Pivotal Greenplum-Spark Connector 1.1.0 is a minor release of the Greenplum Database connector for Apache Spark. This release includes bug fixes and improvements.
Scope
The Greenplum-Spark Connector supports loading Greenplum Database table data into Spark using:
- Spark’s Scala API - programmatic access (including the
spark-shell
REPL)
Supported Platforms
The following table identifies the supported component versions for Pivotal Greenplum-Spark Connector 1.1.0:
Greenplum-Spark Connector Version | Greenplum Version | Spark Version | Scala Version |
---|---|---|---|
1.1.0 | 4.3.x, 5.x | 2.1.1 | 2.11 |
1.0.0 | 4.3.x, 5.x | 2.1.1 | 2.11 |
Refer to the Pivotal Greenplum Database documentation for detailed information on Pivotal Greenplum Database.

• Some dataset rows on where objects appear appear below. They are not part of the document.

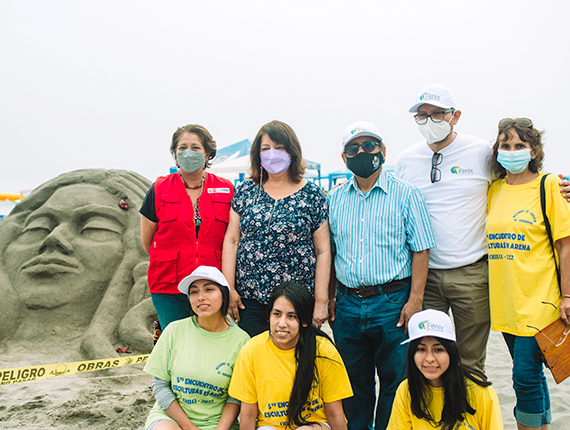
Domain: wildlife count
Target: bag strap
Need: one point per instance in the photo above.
(547, 224)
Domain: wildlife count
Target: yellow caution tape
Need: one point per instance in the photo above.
(36, 373)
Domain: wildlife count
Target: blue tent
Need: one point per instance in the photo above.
(232, 162)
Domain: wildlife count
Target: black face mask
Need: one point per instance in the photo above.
(364, 164)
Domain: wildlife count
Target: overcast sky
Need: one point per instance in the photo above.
(105, 83)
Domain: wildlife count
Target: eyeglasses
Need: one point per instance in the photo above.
(435, 172)
(437, 117)
(521, 122)
(352, 150)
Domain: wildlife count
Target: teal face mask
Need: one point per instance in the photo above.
(514, 161)
(190, 161)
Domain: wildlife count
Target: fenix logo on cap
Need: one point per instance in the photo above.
(429, 96)
(426, 325)
(359, 130)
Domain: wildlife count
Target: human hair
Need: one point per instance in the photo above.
(283, 134)
(526, 134)
(205, 137)
(225, 299)
(455, 396)
(305, 350)
(124, 299)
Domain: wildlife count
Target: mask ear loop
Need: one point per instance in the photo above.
(260, 185)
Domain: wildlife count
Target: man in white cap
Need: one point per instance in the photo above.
(382, 234)
(450, 170)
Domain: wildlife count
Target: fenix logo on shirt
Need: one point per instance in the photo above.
(457, 170)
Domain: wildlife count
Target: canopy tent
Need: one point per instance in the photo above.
(232, 162)
(12, 197)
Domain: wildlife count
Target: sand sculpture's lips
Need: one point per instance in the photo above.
(50, 264)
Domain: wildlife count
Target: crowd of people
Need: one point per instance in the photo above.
(463, 225)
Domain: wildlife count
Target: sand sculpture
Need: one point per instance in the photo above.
(73, 271)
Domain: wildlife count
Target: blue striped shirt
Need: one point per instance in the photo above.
(374, 233)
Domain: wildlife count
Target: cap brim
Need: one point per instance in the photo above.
(415, 107)
(361, 134)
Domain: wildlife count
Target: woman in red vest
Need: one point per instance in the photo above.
(184, 219)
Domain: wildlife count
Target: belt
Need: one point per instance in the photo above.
(375, 290)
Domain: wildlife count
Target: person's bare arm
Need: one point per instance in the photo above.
(332, 292)
(563, 248)
(420, 262)
(564, 187)
(322, 244)
(229, 259)
(248, 416)
(148, 229)
(229, 415)
(335, 415)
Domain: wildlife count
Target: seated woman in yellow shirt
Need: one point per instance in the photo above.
(291, 375)
(440, 393)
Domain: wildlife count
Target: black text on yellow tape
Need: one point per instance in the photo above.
(35, 373)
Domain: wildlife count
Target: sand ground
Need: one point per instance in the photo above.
(103, 400)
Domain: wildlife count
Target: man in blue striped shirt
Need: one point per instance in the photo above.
(381, 230)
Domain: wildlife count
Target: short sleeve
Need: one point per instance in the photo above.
(418, 225)
(557, 209)
(319, 207)
(335, 384)
(148, 209)
(242, 385)
(242, 197)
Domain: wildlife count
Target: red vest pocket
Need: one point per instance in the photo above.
(168, 210)
(222, 206)
(165, 266)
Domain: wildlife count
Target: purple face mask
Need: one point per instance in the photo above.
(275, 161)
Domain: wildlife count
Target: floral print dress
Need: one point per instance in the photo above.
(276, 243)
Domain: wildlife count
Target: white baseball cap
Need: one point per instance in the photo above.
(430, 323)
(203, 272)
(436, 95)
(360, 128)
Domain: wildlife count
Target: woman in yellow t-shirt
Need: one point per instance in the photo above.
(440, 393)
(291, 376)
(524, 292)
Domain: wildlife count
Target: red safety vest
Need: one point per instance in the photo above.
(175, 252)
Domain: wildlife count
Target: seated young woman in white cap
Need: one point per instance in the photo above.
(440, 393)
(193, 360)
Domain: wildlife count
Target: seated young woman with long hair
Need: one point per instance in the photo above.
(440, 393)
(291, 376)
(193, 360)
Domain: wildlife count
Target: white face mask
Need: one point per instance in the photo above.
(435, 131)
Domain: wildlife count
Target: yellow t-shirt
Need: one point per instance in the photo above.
(483, 399)
(522, 274)
(264, 374)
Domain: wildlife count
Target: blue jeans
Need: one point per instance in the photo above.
(253, 319)
(171, 307)
(529, 382)
(368, 340)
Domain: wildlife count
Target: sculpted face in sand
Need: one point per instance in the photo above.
(68, 250)
(72, 269)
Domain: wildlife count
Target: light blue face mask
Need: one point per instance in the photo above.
(514, 161)
(190, 161)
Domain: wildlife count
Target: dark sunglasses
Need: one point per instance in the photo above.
(352, 150)
(436, 160)
(521, 122)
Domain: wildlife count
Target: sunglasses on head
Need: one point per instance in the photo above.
(352, 150)
(521, 122)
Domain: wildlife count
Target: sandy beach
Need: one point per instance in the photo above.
(120, 399)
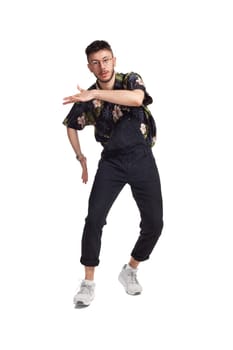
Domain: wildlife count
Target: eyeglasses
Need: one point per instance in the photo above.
(105, 61)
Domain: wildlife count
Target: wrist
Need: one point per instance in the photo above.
(80, 157)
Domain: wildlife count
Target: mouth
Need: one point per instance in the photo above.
(104, 75)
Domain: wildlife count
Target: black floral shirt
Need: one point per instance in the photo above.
(105, 116)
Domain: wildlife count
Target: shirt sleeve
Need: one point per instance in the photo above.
(79, 116)
(134, 81)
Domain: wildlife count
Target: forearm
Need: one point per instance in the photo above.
(74, 141)
(122, 97)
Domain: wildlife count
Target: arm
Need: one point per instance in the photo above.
(74, 141)
(132, 98)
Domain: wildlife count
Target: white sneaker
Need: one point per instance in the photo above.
(128, 278)
(85, 294)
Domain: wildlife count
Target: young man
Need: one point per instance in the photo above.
(116, 105)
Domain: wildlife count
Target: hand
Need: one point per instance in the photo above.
(82, 96)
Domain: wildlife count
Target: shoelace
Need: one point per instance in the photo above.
(132, 277)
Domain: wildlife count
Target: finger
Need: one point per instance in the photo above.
(79, 88)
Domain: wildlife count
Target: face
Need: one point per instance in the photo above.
(102, 64)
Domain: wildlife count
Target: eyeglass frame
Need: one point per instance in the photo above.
(105, 61)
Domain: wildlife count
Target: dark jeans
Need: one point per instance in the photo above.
(139, 170)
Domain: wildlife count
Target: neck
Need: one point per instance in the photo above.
(108, 85)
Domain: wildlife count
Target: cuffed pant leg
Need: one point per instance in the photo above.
(147, 194)
(107, 185)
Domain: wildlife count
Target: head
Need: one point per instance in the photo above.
(101, 61)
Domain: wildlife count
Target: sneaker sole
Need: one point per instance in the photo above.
(123, 284)
(80, 305)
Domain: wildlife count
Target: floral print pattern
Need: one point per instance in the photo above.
(105, 115)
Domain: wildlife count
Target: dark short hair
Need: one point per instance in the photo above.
(97, 45)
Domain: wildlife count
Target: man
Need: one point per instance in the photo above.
(116, 105)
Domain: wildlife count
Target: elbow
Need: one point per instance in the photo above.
(139, 97)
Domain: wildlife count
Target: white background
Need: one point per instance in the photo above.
(183, 50)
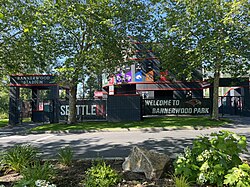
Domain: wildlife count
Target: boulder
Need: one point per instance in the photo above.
(151, 163)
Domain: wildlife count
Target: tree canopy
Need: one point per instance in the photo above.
(212, 35)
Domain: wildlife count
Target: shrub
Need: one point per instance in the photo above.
(211, 157)
(238, 176)
(65, 156)
(181, 181)
(36, 172)
(19, 157)
(101, 175)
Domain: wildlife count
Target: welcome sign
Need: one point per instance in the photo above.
(176, 107)
(85, 109)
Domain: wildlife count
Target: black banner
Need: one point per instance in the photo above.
(85, 110)
(32, 80)
(176, 107)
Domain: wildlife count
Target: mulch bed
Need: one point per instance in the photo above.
(74, 175)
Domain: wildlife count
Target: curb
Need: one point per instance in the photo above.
(120, 130)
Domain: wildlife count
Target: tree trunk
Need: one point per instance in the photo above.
(72, 104)
(215, 113)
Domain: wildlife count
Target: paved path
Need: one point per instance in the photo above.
(116, 144)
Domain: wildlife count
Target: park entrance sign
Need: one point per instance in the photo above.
(193, 106)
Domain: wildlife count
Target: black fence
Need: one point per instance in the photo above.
(232, 105)
(194, 106)
(85, 109)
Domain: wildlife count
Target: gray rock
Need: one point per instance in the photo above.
(151, 163)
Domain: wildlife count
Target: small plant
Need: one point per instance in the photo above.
(101, 175)
(19, 157)
(65, 156)
(36, 172)
(44, 183)
(211, 157)
(238, 176)
(180, 181)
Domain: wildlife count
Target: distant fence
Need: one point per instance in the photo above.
(85, 109)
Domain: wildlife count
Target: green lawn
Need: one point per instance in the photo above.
(3, 122)
(146, 123)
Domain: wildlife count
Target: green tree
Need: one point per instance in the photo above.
(212, 35)
(19, 50)
(86, 37)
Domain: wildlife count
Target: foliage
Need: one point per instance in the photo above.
(211, 157)
(19, 157)
(204, 34)
(181, 181)
(18, 49)
(4, 99)
(101, 175)
(238, 176)
(44, 183)
(65, 156)
(37, 171)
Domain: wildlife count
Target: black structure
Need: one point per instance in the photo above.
(237, 100)
(124, 108)
(39, 108)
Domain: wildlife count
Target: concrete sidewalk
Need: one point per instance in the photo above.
(238, 122)
(117, 144)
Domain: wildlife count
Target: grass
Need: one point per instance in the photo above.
(162, 122)
(5, 122)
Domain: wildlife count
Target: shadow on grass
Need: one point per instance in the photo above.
(161, 122)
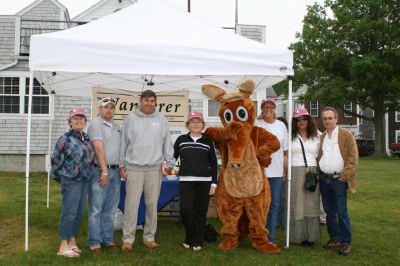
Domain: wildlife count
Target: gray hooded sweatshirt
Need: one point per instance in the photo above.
(146, 141)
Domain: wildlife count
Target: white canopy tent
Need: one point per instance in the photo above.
(152, 44)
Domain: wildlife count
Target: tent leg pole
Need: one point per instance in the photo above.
(289, 177)
(51, 111)
(27, 161)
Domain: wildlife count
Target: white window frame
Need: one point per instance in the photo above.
(22, 83)
(314, 109)
(349, 108)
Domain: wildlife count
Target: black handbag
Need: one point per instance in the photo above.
(311, 178)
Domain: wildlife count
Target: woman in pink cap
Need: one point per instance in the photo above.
(198, 179)
(71, 165)
(305, 205)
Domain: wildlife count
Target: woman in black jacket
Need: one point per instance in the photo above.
(198, 179)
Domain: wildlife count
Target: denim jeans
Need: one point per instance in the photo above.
(334, 200)
(281, 219)
(73, 194)
(103, 202)
(275, 184)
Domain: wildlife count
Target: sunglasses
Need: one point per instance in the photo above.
(301, 118)
(106, 100)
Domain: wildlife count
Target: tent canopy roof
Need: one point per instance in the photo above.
(152, 42)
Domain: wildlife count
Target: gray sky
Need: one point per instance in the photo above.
(282, 18)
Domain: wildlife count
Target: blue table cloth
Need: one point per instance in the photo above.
(169, 190)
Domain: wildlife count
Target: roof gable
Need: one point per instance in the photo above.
(103, 8)
(37, 2)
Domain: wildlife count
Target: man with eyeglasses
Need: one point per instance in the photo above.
(146, 154)
(337, 160)
(105, 136)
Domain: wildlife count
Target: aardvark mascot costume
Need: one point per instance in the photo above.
(243, 193)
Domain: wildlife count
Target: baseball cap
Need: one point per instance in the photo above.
(300, 112)
(106, 100)
(268, 100)
(198, 115)
(76, 111)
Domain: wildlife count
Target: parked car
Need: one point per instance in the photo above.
(395, 149)
(365, 147)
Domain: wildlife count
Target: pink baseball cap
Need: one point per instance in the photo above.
(300, 112)
(76, 111)
(268, 100)
(198, 115)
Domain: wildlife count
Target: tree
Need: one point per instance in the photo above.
(349, 50)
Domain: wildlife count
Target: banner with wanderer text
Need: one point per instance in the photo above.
(172, 104)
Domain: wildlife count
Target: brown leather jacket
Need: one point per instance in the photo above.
(349, 151)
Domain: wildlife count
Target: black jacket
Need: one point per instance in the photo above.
(197, 158)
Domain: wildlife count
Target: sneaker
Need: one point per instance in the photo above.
(126, 247)
(345, 249)
(332, 243)
(95, 249)
(111, 246)
(151, 244)
(197, 248)
(307, 244)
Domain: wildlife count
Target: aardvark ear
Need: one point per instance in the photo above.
(247, 87)
(214, 92)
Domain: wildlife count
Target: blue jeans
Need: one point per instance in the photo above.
(73, 195)
(281, 219)
(334, 200)
(275, 184)
(103, 202)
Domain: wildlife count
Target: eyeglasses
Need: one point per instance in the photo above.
(301, 118)
(106, 100)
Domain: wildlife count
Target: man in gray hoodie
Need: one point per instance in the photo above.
(146, 154)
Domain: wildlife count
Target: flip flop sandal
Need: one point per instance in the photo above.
(76, 249)
(68, 253)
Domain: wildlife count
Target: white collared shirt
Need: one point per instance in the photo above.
(331, 161)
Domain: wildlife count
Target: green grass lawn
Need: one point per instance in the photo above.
(374, 212)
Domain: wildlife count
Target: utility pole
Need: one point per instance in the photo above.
(236, 15)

See the Apache Spark documentation for information on Apache Spark version 2.1.1.
Features and Changes
Pivotal Greenplum-Spark Connector 1.1.0 includes the following new feature:
Column Projection
The Greenplum-Spark connector now supports column projection when reading from Greenplum Database into Spark. The Connector will transfer table data residing only in the columns specified in a select or filter operation.
Resolved Issues
The following issues were resolved in Pivotal Greenplum-Spark Connector 1.1.0:
Bug Id | Summary |
---|---|
29088 | The Greenplum-Spark Connector now correctly handles the case when new data is added to a Greenplum table, the data range exceeds the original partition boundaries, and the application specified a partitionsPerSegment greater than the default (one). |
Known Issues and Limitations
Known issues and limitations related to the 1.1.0 release of the Pivotal Greenplum-Spark Connector include the following:
- The Connector does not yet support writing Spark data back into Greenplum Database.
- The Greenplum-Spark Connector supports basic data types like Float, Integer, String, and Date/Time data types. The Connector does not yet support more complex types. See Greenplum Database <-> Spark Data Type Mapping for additional information.
- The Greenplum-Spark Connector does not yet support reading data from tables located in schemas not on the user’s
search_path
. - The Connector requires that the Greenplum Database
public
schema be the first schema named in the Greenplum Database user’s schemasearch_path
. - The Greenplum-Spark Connector does not yet support filter pushdown. This limitation may result in straight JDBC data transfer being more performant than the Connector when the data is filtered. The Connector will support filter pushdown in a future release.